For the SNP, Yousaf’s win is the easiest result in the short-term. Yousaf’s offer of continuity won the support of the SNP establishment. At Holyrood, the pro-independence Scottish Greens have laid aside their threat to discontinue their de facto coalition with the SNP.
Though long a reliable ally of Nicola Sturgeon, Forbes distinguished herself in her unapologetic social conservatism and her belief that “continuity won’t cut it”. Regan – always an outside bet – represented a diminished old guard of hardliners.
After 16 years of SNP government, it’s hard to know how far the offer of continuity can take Yousaf. In the public mind, he is lumped with the struggles of Scotland’s health service. In polling from last week, Yousaf enjoyed net favourability of -20 relative to -8 for Forbes and -24 for Regan.
Forbes has been outwardly supportive of Yousaf. Her decision to leave government rather than accept a demotion, however, strengthens the potentially awkward cluster of conservative SNP backbenchers. The loss of Deputy First Minister John Swinney and Business Minister Ivan McKee could also undermine SNP efforts to build trust among Scotland’s business community. Otherwise, every member of Yousaf’s cabinet served in government under his predecessor.

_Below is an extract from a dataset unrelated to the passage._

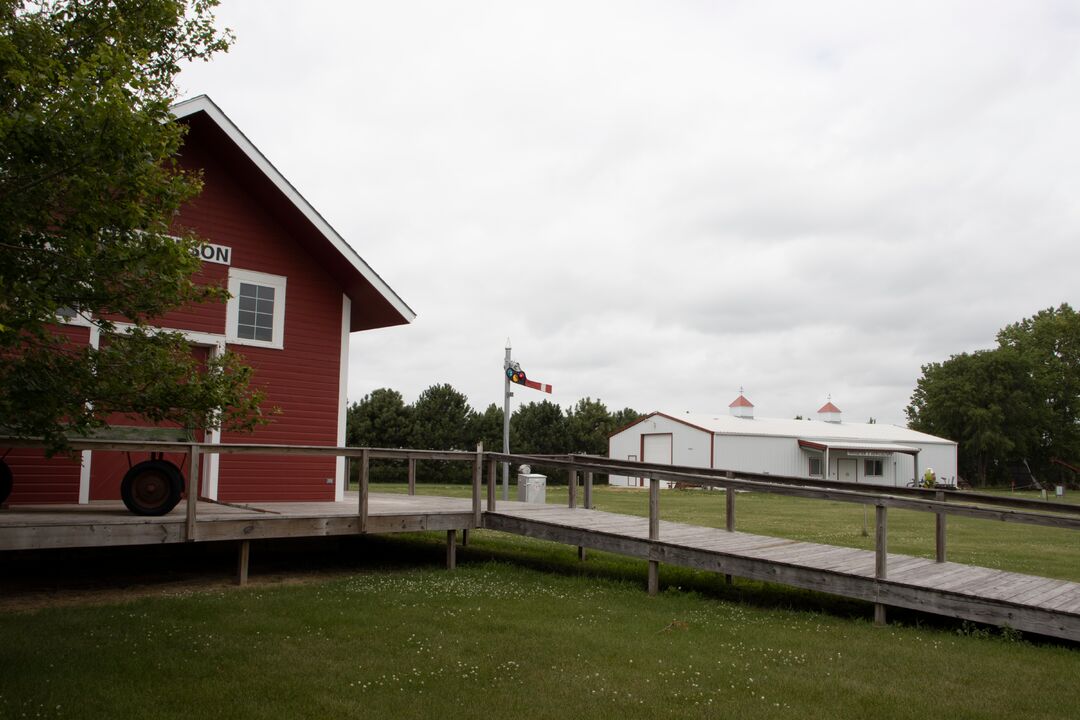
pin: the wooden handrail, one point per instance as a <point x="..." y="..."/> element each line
<point x="1017" y="503"/>
<point x="863" y="496"/>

During the campaign, Yousaf appeared to cool on Sturgeon’s plan to make the next general election a “de facto referendum” on independence. Instead, he insisted on the need to widen support for independence. At the announcement, however, neither Yousaf himself nor any party officials portrayed the incoming leader as the one who would deliver independence.
Yousaf has promised to be the “First Activist”. Unless, though, he makes striking electoral progress for both ‘Yes’ and the SNP, his co-partisans will grow even more restless than under his predecessor.
Following a policy-light campaign, business should keep an eye on proposals from the new government. The Scottish Government’s Programme for Government (the Holyrood equivalent of a King’s Speech) usually comes in September. Reports have, however, suggested civil servants were preparing for an earlier Programme for Government even before the leadership result.
The Programme for Government will provide an important update on cross-border policies such as the deposit return scheme, from which Yousaf promised to exempt small businesses. Yousaf also promised to work with the UK government and other devolved administrations “constructively where I can”. He seems likelier to continue Sturgeon’s approach, treating the UK government with the detachment due a “foreign” government and combativeness due a political opponent.
Scotland’s pro-Union parties appear relieved at Yousaf’s win. Scottish Labour will hope Yousaf’s reputation will help them regain ground in Scotland and, in time, look like a fresh, competent government in waiting. For Conservatives at Westminster and Holyrood, Yousaf’s bullishness provides a ready foil to a robust unionism.
In spite of challenges, the SNP looks set to remain Scotland’s dominant party in the immediate term. The long-term threat to the Union has by no means vanished. In this sense, Yousaf truly is a continuity candidate.